Every year the Today programme invites people in the public eye, from artists and musicians to business men and royalty, to guest edit the programme in the week after Christmas.
The fifth and final programme was edited by architect Zaha Hadid.
She was interested in the impact technology is having on the buildings that it is now possible to construct, to discuss the peaceful and prosperous Baghdad of her youth and to look into the architectural boom in Dubai and Abu Dhabi.
Because our guest editor is an architect, we thought that instead of commissioning a profile of her, we would profile the building that she feels best epitomises her work. With this in mind, the Director of the Design Museum, Deyan Sudjic, was sent to Wolfsburg in Germany, to share his thoughts on the Phaeno Science Centre.
Zaha Hadid managed to arrange an interview with style guru and Chanel designer Karl Lagerfeld, with whom she worked designing a mobile museum to the Chanel handbag. He spoke to presenter Evan Davis about high fashion in the credit crunch, size zero models and the ethics of fur in fashion.
She was keen to highlight the dramatic impact computer technology has had on the way buildings are designed and constructed. Reporter Tom Feilden visited Zaha Hadid's hi-tech offices and Lincoln Cathedral to see how the boom in innovative design compares to creative leaps of the past.
Zaha also wanted us to look at the work of the Architectural Association, the design school in London where she trained in the 1970s. During the 1960s and 70s, the school specialised in educating architects who designed fiercely experimental buildings which were often impossible to build. Reporter Sanchia Berg interviewed two graduates of the school, Sir Peter Cook and Charles Jencks, about what drove them to such experimental projects and the importance of their approach now that technological advances have made more of their ideas possible.
The guest editor says that in the 1950s, Baghdad had the money and confidence to commission great architects to design great buildings. Correspondent Caroline Wyatt visits Baghdad University, designed in part by Bauhaus founder Walter Gropius, to see what the building reveals about the city's history.
Baghdad was not only architecturally important in the 1950s.
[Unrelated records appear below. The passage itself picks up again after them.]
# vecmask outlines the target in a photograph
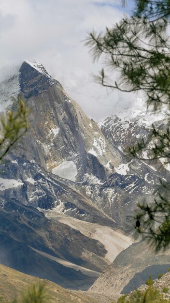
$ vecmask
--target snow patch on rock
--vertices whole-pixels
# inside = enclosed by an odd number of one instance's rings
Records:
[[[52,169],[54,175],[74,182],[76,181],[77,172],[76,166],[73,161],[65,161]]]
[[[119,166],[117,167],[114,167],[116,173],[119,175],[123,175],[124,176],[127,175],[128,172],[129,170],[128,165],[128,163],[126,164],[122,163],[120,164]]]
[[[29,183],[33,184],[33,185],[34,185],[35,183],[36,182],[36,181],[31,177],[28,178],[26,181],[27,181],[28,182],[29,182]]]
[[[3,191],[9,188],[17,187],[23,185],[21,181],[15,180],[14,179],[7,179],[0,178],[0,190]]]
[[[85,176],[83,178],[83,182],[85,182],[86,181],[88,181],[88,182],[91,184],[95,184],[97,185],[101,185],[103,184],[101,181],[95,176],[94,176],[92,174],[89,175],[86,173],[85,174]]]

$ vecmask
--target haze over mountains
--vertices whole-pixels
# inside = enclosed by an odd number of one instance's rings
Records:
[[[143,110],[98,124],[40,63],[25,61],[14,72],[0,85],[0,110],[14,108],[11,97],[20,93],[29,128],[0,167],[0,263],[87,289],[134,242],[127,216],[144,198],[152,200],[169,172],[125,155],[125,147],[149,132]],[[148,265],[135,265],[134,274]]]

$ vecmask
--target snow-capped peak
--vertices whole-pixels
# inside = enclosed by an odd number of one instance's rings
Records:
[[[28,61],[28,60],[26,60],[25,62],[31,66],[32,66],[32,67],[35,68],[35,69],[36,69],[40,74],[42,74],[42,75],[45,75],[50,79],[53,79],[52,77],[50,76],[49,74],[48,74],[46,69],[43,66],[42,64],[41,63],[39,63],[39,62],[36,62],[34,61]]]

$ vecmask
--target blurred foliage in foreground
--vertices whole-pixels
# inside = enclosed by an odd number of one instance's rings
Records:
[[[45,283],[39,282],[33,284],[26,293],[23,293],[21,299],[14,299],[10,303],[49,303],[50,300],[45,288]],[[0,303],[6,303],[2,297],[0,297]]]
[[[18,96],[16,111],[9,110],[0,119],[0,161],[28,129],[28,110]]]

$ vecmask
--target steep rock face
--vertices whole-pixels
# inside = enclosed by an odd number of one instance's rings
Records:
[[[85,175],[106,180],[109,171],[105,166],[109,162],[114,169],[121,162],[117,148],[41,64],[24,62],[19,74],[20,91],[30,109],[25,159],[72,181],[82,181]]]
[[[106,294],[129,293],[144,283],[167,272],[170,264],[170,250],[156,254],[145,241],[132,244],[122,251],[89,291]]]
[[[88,288],[107,265],[99,241],[16,199],[0,198],[1,264],[73,289]]]
[[[11,167],[10,163],[5,167],[3,194],[12,197],[17,194],[27,205],[57,207],[69,216],[126,230],[127,215],[146,195],[152,199],[161,174],[150,164],[126,158],[121,121],[116,122],[118,132],[113,128],[109,133],[117,138],[113,144],[41,64],[24,62],[2,87],[14,85],[14,78],[16,93],[22,94],[30,109],[30,127],[13,151]],[[7,106],[8,94],[3,92],[0,96]],[[112,122],[105,125],[109,130]],[[3,191],[5,178],[19,178],[23,184]]]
It was a prosperous and liberal city with Christians, Muslims, and Jews living side by side. Baghdad correspondent Humphrey Hawksley speaks to Baghdad residents who remember its "glory years" and Sami Zubaida, emeritus professor of politics and sociology at Birkbeck, University of London, discusses the cultural scene in Baghdad 50 years ago.
Zaha believes that the next globally symbolic buildings - like the Eiffel Tower and Sydney Opera House - are being built in gulf states Dubai and Abu Dhabi. Correspondent Tim Franks visits the cities which are developing a reputation for commissioning the most interesting architecture anywhere in the world.
ABOUT THE GUEST EDITOR
Zaha Hadid is a world renowned architect whose designs have re-invented architectural theory and have won numerous competitions around the world.
Born on 31 October 1950 in Baghdad, Zaha Hadid studied mathematics at the American University of Beirut before moving to London to study at the Architectural Association (AA) School of Architecture.
On graduating she joined two of her former teachers at Office for Metropolitan Architecture, where she became a partner in 1977, and took up a teaching post at the AA.
In 1980 she set up her own architecture practice in London which continues to this day. She also continues to teach, and has taken up guest professorships in prestigious international universities including Harvard and Yale in the US.
She has been awarded a CBE for services to architecture and in 2004 became the first woman to win the Pritzker Architecture Prize, the equivalent of a Nobel Prize for architecture.